Someone wrote to me last night to describe the Tenet appearance on "60 Minutes" in that way. The "show" that he put on for the world was typical of the man. It was all about him. He whined. He blustered. He tried to shout down and bully the interviewer. He tried to portray himself as a wronged man, an intelligence professional who had been betrayed (along with his faithful "followers") by the politicians in the White House. What a joke!
-George Tenet never did a day of intelligence work in his life before he became "Director of Central Intelligence." He was not a collector of information. He was not an analyst of information. He was not anything in any intelligence organization. He was a career Senate staff aide, a bureaucratic politician. He worked for a long time for the "Senate Select Committee on Intelligence," the SSCI. By his mid 30s he was staff director there.

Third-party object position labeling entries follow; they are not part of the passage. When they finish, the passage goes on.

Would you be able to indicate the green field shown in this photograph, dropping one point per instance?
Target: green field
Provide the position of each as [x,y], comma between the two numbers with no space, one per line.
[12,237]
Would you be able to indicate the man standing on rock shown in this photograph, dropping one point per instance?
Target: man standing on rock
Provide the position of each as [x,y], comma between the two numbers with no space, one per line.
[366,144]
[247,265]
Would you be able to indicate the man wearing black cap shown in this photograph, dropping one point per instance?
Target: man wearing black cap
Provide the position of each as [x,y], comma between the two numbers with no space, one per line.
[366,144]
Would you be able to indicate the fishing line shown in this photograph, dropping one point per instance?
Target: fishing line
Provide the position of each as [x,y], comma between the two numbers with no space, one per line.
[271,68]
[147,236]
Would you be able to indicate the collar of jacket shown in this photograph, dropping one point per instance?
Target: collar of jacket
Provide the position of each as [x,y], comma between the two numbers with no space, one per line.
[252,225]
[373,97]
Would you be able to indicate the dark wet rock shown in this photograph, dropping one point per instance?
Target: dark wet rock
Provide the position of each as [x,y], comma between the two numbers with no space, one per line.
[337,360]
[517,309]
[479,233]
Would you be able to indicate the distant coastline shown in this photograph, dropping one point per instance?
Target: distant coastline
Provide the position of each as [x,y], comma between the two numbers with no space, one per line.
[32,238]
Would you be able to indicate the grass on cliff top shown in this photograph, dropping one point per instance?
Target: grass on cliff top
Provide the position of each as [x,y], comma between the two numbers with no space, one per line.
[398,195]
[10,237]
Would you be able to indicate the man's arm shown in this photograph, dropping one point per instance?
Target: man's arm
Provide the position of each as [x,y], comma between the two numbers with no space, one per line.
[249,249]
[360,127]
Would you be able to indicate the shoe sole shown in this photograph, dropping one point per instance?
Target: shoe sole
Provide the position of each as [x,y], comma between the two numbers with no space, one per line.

He was then a Democrat and the Democratic Party controlled the Senate. In that capacity he was in charge of helping the senators exercise "oversight" of intelligence community budgets and moving "paper" around between the committee and the intelligence agencies. During the early years of the Clinton Administration he was at the White House doing much the same thing. Then he made the politically appointed jump to Langley. Now, he is (in his own mind) a figure from a Tom Clancy or John Le Carre novel.
-He insisted in the interview that he should not be blamed for having been completely wrong in the judgments that he inflicted on the world about Iraq. "I believed it," he whimpers as though that should "take care of" the whole thing. Wrong, George!! You were were in charge of "getting it right." You failed in the task that you had accepted. People have died by the thousands because of your failure. Countries have been wrecked. Tenet insisted in the interview that CIA has "not tortured" anyone. When pressed by the interviewer he said, "you are not listening to me, we do not torture people!" He still seems to think that he can bully people into accepting his definitions of words. He says it is not torture, so, therefore it is not. He must have been an awful child. The interviewer asked if he had seen any of these "none torturing" interviews. He responded in high dudgeon that he had not. "I am not a voyeur!" A voyeur of what, George? A voyeur of what?
I weary of the whole thing. Tenet is going to "feast" on the proceeds of his book. Surely no decent person will buy the book.
I hope Georgetown University is happy with having him set an example of public service for its students. He and Douglas Feith serve there together.
Tenet's "finest" moment in the interiew was in response to the interviewer's question as to why he had not simply told the president that he thought the "facts" backing up intelligence on Iraq were problematical. He implies in the interview that he did have some doubts. Tenet was seeing the president every single morning. Tenet replied that the president was not an "action officer." In other words Tenet claims that he, the chief intelligence official of the United States had to operate within the bureaucracy.
It's not like that, George. You know that.